Westmont President Gayle Beebe said the groundbreaking for the private college’s new three-story-tall building at 26 West Anapamu Street is scheduled for next August. | Credit: Daniel Dreifuss

It’s way too soon to predict what kind of fire just got lit, but Westmont College’s purchase of the three-story office building at 26 West Anapamu Street in downtown Santa Barbara could provide a much-needed spark for the city’s Central Business District (CBD), increasingly a collection of electrons with no clear nucleus to spin around. At least that’s the hope of Tom Parker, chief executive of the Hutton Parker Foundation — the philanthropic nonprofit that just sold the building to Westmont. “To have the college downtown is part of what this city needs to keep downtown alive and vibrant,” said Parker.

The Westmont deal is one of several others Parker and the foundation are currently working on to get a stronger higher ed presence downtown. Before the onslaught of COVID, Parker had been in active talks with Cal State Channel Islands, for example, to launch a State Street satellite. He was in discussion with UCSB to bring its much-vaunted biosphere project downtown, as well. And for years now, the Hutton Parker Foundation has been landlord to Antioch University’s downtown annex in the Anacota Building by Anacapa and Cota streets.
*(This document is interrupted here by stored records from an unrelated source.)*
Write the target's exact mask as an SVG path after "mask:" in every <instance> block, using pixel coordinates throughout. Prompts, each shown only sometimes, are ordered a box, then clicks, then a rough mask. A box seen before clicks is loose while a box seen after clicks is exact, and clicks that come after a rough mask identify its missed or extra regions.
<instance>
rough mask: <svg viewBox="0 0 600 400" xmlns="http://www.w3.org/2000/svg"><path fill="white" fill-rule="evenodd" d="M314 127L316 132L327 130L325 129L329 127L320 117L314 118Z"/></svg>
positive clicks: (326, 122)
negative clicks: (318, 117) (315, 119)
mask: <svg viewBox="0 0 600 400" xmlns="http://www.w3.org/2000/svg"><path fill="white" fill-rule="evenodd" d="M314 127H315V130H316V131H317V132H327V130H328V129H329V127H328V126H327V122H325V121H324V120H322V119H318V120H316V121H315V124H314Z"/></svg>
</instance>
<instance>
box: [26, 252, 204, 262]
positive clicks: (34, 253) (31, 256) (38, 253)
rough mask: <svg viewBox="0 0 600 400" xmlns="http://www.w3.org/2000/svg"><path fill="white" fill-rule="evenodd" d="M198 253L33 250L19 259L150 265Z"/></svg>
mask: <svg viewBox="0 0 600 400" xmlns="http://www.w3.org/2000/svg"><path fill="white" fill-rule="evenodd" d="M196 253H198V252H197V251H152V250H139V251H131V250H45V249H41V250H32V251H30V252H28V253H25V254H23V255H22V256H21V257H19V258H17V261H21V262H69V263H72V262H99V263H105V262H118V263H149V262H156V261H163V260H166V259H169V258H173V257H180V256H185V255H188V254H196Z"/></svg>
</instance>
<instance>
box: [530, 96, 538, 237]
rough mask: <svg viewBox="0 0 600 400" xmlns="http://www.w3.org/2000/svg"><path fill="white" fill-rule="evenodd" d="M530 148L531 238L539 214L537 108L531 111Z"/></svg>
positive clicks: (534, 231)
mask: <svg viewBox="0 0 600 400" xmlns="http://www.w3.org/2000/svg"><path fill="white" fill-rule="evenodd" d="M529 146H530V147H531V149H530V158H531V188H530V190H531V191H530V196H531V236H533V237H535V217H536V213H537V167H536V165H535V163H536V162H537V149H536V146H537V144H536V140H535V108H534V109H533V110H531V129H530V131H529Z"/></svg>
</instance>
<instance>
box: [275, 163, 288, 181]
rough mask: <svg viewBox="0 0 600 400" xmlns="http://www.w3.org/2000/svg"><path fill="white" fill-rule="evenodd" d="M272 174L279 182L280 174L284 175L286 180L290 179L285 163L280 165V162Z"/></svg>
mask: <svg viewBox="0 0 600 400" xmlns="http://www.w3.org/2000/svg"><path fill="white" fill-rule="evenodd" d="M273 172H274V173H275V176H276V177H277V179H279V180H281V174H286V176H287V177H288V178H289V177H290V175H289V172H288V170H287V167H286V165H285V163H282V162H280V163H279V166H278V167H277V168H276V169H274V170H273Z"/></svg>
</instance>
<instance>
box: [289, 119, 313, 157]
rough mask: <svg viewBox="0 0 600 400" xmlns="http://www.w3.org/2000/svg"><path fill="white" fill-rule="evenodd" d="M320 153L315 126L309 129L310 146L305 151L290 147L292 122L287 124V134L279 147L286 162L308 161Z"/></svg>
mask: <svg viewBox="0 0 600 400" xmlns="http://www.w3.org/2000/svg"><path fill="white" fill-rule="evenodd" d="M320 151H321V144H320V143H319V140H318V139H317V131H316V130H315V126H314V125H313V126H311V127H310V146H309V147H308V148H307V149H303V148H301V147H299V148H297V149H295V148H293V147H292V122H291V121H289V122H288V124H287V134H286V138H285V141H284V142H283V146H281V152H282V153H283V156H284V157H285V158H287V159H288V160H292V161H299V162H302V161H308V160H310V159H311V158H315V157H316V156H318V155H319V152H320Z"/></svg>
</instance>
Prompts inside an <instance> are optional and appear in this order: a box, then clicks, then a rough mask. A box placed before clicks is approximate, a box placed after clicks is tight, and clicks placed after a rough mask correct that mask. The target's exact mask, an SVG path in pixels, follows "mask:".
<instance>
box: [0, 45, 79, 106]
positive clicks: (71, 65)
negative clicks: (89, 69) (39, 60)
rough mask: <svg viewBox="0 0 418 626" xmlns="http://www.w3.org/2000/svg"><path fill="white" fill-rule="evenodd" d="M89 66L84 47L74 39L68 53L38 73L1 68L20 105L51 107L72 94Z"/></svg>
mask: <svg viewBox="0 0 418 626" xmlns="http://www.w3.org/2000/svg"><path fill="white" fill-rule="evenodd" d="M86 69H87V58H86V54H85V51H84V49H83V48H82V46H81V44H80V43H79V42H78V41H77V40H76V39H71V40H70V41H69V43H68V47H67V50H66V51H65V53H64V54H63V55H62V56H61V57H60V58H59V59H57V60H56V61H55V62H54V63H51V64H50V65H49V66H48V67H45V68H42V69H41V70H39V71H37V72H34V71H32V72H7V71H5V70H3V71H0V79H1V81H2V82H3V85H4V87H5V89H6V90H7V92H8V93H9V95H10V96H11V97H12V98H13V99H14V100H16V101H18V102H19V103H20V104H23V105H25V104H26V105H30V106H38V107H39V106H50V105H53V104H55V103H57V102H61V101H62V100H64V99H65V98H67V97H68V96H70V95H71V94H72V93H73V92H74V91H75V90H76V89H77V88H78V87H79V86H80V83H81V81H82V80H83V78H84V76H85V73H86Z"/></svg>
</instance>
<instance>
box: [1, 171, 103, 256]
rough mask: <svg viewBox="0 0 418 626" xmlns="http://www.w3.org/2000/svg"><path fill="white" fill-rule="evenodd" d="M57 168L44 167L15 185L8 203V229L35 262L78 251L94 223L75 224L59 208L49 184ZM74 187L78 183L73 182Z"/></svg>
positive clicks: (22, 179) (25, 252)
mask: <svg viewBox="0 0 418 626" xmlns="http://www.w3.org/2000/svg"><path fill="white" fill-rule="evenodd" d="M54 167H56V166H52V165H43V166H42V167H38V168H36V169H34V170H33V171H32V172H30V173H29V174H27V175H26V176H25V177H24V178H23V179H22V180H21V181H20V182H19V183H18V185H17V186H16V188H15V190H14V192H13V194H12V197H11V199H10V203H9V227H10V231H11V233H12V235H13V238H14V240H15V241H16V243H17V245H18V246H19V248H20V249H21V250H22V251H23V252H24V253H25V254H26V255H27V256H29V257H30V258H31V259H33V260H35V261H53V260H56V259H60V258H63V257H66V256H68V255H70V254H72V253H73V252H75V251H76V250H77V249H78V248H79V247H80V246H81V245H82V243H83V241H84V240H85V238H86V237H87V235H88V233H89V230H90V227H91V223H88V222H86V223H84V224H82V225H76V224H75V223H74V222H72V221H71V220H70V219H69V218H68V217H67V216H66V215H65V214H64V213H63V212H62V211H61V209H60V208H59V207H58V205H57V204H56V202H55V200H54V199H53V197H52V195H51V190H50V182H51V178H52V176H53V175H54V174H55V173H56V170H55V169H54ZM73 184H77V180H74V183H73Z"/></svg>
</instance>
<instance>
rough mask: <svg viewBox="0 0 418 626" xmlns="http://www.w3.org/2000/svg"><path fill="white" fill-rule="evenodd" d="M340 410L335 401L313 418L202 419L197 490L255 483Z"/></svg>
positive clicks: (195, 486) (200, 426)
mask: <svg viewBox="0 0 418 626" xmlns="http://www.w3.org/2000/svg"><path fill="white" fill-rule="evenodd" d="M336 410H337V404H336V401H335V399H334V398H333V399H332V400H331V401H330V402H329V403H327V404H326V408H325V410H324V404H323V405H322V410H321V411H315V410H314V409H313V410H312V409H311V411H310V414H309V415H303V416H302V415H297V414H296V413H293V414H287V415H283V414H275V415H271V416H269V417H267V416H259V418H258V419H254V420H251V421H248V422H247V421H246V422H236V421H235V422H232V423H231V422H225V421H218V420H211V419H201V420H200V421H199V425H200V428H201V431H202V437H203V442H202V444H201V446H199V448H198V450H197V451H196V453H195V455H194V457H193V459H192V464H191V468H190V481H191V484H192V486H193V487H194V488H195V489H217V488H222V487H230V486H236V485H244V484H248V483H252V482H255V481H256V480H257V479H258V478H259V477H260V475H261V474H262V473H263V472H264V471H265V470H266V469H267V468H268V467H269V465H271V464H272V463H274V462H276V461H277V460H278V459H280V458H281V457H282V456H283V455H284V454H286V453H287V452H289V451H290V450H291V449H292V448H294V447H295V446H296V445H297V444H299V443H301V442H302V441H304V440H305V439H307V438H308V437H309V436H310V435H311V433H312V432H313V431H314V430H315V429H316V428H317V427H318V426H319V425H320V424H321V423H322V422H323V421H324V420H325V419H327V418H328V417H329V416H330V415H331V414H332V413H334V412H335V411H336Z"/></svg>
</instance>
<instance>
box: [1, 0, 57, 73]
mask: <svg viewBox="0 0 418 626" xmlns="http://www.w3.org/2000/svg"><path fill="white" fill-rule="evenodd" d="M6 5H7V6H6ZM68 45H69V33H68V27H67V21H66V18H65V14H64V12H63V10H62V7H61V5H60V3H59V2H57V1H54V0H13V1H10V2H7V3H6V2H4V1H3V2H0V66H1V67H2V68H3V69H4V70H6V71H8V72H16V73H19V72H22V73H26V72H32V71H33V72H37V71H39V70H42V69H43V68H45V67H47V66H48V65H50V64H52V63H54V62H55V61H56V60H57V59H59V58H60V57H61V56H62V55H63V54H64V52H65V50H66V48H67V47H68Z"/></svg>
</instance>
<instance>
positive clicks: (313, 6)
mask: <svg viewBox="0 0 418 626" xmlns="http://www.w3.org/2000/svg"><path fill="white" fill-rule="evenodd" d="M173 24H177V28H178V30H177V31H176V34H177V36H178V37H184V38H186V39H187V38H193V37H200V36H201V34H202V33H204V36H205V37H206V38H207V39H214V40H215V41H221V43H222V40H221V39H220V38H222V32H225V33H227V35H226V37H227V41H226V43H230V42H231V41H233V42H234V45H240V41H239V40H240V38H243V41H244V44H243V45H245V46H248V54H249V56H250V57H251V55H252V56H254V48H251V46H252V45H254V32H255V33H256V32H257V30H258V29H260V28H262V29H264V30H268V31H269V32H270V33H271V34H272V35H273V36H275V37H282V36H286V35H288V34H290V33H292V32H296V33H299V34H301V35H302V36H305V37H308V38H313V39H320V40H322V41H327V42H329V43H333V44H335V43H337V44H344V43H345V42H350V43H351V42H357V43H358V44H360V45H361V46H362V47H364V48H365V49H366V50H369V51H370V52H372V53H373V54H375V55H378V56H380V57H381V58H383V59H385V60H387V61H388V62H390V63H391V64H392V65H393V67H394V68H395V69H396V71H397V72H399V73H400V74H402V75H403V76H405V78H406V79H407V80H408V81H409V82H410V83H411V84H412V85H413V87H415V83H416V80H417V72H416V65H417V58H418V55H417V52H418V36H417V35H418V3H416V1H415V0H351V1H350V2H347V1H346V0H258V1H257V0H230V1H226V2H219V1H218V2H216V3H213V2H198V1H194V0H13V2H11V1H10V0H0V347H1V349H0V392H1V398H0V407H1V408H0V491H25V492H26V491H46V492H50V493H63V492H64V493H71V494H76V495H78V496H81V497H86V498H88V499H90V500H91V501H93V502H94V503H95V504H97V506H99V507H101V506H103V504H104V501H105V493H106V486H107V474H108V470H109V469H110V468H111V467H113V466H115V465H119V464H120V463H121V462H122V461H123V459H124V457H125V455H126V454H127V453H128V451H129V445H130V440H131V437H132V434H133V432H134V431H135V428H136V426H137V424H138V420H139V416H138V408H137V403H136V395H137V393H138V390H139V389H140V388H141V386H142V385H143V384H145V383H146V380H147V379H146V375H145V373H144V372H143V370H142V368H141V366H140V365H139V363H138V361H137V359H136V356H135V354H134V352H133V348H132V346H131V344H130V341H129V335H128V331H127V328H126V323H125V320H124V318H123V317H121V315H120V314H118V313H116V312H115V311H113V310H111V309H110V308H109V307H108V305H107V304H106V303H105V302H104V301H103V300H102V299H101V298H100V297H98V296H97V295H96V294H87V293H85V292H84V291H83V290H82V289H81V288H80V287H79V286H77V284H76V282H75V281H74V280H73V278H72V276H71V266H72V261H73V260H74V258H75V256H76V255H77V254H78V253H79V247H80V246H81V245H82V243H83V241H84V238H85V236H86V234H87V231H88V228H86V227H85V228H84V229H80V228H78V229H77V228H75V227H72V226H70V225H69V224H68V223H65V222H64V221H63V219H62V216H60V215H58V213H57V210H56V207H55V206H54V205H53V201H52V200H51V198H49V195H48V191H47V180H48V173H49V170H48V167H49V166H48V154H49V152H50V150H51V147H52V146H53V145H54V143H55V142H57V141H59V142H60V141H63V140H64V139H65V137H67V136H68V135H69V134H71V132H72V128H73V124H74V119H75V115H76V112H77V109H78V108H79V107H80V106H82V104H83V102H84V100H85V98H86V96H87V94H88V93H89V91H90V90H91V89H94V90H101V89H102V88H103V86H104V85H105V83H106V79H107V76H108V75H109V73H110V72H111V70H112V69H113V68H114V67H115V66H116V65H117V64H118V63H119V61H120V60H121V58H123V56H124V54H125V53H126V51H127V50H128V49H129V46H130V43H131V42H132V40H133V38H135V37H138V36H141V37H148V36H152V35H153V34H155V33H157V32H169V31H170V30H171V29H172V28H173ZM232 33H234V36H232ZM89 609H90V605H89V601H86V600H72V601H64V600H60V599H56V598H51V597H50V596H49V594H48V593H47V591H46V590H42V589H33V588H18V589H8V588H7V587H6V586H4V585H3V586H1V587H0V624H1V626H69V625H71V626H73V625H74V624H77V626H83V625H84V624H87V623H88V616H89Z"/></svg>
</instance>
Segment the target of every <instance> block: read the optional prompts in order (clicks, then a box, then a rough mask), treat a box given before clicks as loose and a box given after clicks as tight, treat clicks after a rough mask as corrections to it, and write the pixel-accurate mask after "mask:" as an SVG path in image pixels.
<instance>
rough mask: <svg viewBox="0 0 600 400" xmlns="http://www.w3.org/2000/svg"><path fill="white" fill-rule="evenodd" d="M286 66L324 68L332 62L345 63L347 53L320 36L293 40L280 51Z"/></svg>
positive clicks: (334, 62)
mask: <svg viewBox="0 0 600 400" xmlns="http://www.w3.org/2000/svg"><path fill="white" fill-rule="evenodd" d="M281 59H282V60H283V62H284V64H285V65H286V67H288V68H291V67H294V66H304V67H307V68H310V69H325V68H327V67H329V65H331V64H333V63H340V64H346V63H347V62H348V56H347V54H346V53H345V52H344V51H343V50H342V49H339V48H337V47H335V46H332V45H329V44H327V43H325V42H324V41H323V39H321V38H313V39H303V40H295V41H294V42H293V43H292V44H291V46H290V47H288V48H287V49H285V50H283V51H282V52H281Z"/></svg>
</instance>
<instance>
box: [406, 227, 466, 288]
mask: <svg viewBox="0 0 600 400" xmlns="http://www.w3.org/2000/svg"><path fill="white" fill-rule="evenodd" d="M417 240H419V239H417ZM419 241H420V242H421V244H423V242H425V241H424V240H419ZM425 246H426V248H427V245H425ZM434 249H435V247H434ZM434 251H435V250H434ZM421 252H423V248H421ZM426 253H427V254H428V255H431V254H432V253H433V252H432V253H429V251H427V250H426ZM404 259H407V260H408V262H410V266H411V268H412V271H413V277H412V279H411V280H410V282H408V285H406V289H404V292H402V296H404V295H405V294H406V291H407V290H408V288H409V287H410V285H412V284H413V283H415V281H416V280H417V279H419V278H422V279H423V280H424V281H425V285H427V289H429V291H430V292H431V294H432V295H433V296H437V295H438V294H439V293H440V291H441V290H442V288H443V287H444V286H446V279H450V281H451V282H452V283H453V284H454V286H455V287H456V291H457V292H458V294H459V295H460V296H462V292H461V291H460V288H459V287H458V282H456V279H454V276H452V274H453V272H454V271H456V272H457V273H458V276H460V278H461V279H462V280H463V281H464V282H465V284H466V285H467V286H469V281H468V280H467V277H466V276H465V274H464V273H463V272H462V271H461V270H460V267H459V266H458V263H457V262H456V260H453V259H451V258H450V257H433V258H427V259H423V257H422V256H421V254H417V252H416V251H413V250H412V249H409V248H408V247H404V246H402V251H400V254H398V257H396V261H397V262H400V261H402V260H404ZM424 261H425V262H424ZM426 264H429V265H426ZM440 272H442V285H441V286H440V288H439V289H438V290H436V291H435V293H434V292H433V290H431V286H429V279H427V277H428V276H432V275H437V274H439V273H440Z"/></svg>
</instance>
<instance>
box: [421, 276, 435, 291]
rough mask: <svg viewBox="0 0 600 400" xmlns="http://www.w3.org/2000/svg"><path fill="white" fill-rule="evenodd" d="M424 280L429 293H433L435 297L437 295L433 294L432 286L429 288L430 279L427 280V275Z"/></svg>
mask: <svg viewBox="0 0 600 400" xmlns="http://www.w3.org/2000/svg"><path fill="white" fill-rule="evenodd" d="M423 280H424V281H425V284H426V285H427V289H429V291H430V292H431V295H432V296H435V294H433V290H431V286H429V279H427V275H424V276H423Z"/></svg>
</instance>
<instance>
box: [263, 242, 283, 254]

At a time when there’s an abundance of ad hoc subcommittees, working groups, and a massive outpouring of architectural creativity all seeking to reengineer the DNA of the city’s CBD, the Westmont deal qualifies as actual meat on the bone for the higher ed strategy. For the last four years, Westmont has quietly rented the third floor of the Anapamu Street property, sharing space with the Community Environmental Council (CEC) — the environmental policy think tank that sprang up in the wake of Santa Barbara’s 1969 oil spill — as well as the Fund for Santa Barbara, the progressive-minded nonprofit known for funding social-justice and grassroots organizations. Parker said he’s got plans for relocating those two organizations, perhaps in another property he owns at 1219 State Street.